Dans votre groupe, l’Espagne et l’Allemagne sont les grands favoris. Quel message transmettez-vous à vos joueurs ? Ils sont les logiques favoris, mais une bonne préparation peut aider à jouer les trouble-fêtes. Lors de notre dernier rassemblement, avant d’affronter la Corée du Sud, j’ai ainsi organisé un atelier sur nos adversaires du Mondial. J’ai aussi donné à chaque joueur une clé USB pour qu’ils puissent regarder à nouveau nos décryptages du jeu du Japon, de l’Allemagne et de l’Espagne. Et j’espère qu’ils le font… Mais l’avantage que j’ai avec cette sélection, c’est que beaucoup de joueurs ont déjà vécu cette situation et ont déjoué les pronostics (en 2014, le Costa Rica avait atteint les quarts de finale, NDLR). Du groupe de 2014, sept ou huit joueurs sont encore là. D’ailleurs, ce groupe a déjà montré sa force mentale pendant les éliminatoires, où on était bien mal embarqués à mi-parcours (six points pris en sept matchs, NDLR). Pour les barrages, par exemple, j’ai senti un groupe qui ne s’est pas fait happer par l’optimisme ambiant. Au Costa Rica, on avait l’impression qu’il suffisait qu’on se présente sur le terrain pour gagner contre la Nouvelle-Zélande. Mais on savait qu’on devait réaliser un très bon match. Et d’ailleurs, ça n’a pas été facile (1-0).

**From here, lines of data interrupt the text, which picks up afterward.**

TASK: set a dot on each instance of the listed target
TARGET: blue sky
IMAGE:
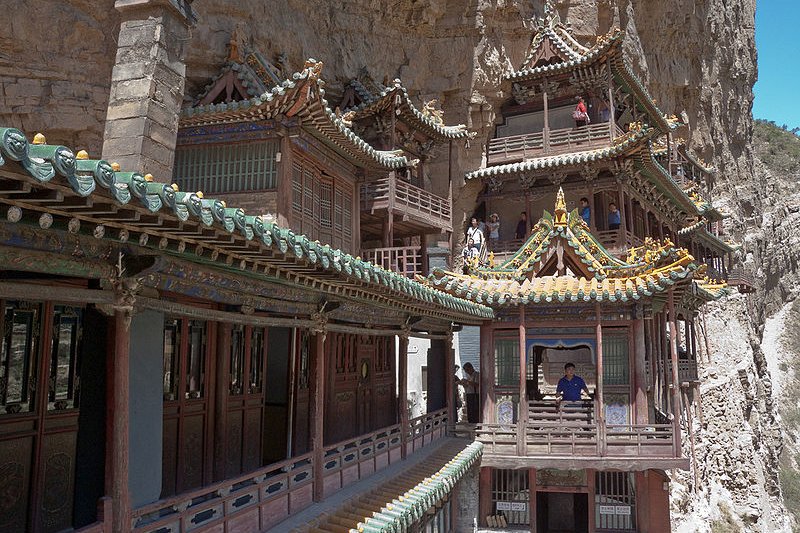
(778, 87)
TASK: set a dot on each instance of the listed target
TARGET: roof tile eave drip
(51, 161)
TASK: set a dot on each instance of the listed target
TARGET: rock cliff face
(695, 56)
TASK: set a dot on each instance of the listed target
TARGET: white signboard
(616, 509)
(512, 506)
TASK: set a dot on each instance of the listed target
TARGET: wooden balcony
(267, 496)
(687, 371)
(415, 210)
(571, 437)
(549, 142)
(405, 260)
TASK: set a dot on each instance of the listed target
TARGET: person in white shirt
(471, 384)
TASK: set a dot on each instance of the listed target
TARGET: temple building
(209, 326)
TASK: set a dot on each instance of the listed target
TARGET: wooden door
(187, 387)
(245, 401)
(39, 383)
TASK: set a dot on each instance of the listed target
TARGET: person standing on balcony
(585, 211)
(471, 384)
(570, 387)
(614, 219)
(493, 226)
(581, 113)
(522, 227)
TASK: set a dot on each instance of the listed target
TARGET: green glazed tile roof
(45, 162)
(398, 95)
(301, 96)
(624, 145)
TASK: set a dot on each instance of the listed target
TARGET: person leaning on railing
(570, 387)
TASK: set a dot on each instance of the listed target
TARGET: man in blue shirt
(570, 386)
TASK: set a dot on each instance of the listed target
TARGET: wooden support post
(221, 391)
(402, 394)
(285, 178)
(640, 383)
(487, 373)
(522, 417)
(450, 364)
(598, 396)
(546, 131)
(687, 405)
(119, 416)
(676, 393)
(317, 414)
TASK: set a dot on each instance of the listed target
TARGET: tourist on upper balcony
(570, 386)
(581, 113)
(471, 384)
(522, 226)
(614, 219)
(493, 227)
(586, 211)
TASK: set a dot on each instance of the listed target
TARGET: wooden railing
(348, 461)
(687, 371)
(273, 492)
(398, 196)
(261, 499)
(530, 145)
(405, 260)
(425, 429)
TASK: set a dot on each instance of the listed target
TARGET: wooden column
(317, 413)
(522, 417)
(221, 390)
(402, 393)
(487, 373)
(640, 383)
(676, 392)
(450, 363)
(546, 131)
(285, 177)
(119, 417)
(598, 396)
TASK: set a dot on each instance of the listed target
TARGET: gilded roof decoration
(47, 163)
(302, 96)
(429, 119)
(529, 275)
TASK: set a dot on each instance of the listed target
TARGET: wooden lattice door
(39, 382)
(187, 380)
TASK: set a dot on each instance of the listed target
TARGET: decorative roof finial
(561, 209)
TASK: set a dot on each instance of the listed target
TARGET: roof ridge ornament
(561, 209)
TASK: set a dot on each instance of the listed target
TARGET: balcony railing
(276, 491)
(687, 371)
(551, 142)
(405, 260)
(400, 197)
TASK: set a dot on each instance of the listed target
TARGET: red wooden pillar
(119, 416)
(676, 393)
(640, 381)
(317, 413)
(522, 417)
(598, 396)
(484, 495)
(402, 400)
(487, 373)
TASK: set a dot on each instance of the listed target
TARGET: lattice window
(511, 495)
(615, 501)
(234, 167)
(506, 361)
(63, 389)
(616, 364)
(18, 356)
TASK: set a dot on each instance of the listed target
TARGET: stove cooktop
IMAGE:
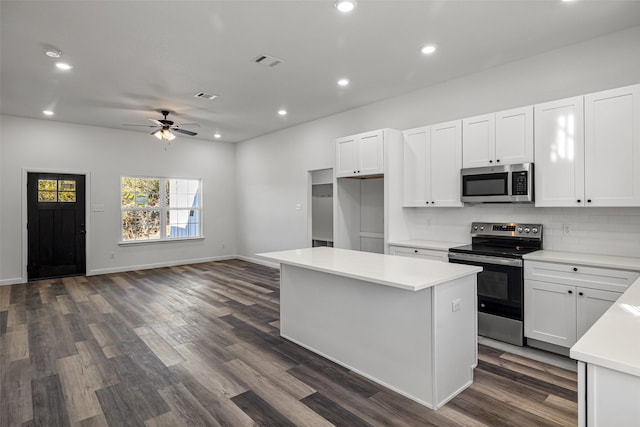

Quelles grandes leçons avez-vous tirées de vos Coupes du monde précédentes ? Qu’il faut sans cesse se renouveler. Je me rappelle que lors de ma deuxième Coupe du monde (2014), j’avais l’impression de répéter une histoire. Avec l’Équateur, on avait battu le Brésil en éliminatoires, une première, et avec le Honduras, on l’avait emporté pour la première fois à l’Azteca, face au Mexique (1-2). Mais il faut savoir oublier pourquoi tu as gagné, car dans le football, tout est éphémère. Avec le Honduras, le dénouement de notre histoire n’a ainsi pas été aussi brillant qu’avec l’Équateur (huitièmes de finale en 2006, élimination au premier tour en 2014, NDLR). J’ai alors aussi réalisé qu’il ne fallait mettre aucun détail de côté. Une expression d’un joueur au petit déjeuner, la manière de se saluer, tout doit être analysé.

Votre capitaine et gardien, Keylor Navas, ne joue pas au PSG. Que vous inspire sa situation ? Je ne vais pas cacher que j’aimerais qu’il joue. Mais je le connais, je sais que c’est un guerrier, qu’il ne va jamais abdiquer. Ce n’est d’ailleurs pas la première fois qu’il se retrouve dans cette situation. Ça lui est déjà arrivé, notamment au Real Madrid. Mais avec tout ce qu’il a montré, il ne devrait pas vivre cela.

Keylor arrive à toujours rester concentré sur son quotidien. Mentalement, il est fort et est toujours aussi enthousiaste.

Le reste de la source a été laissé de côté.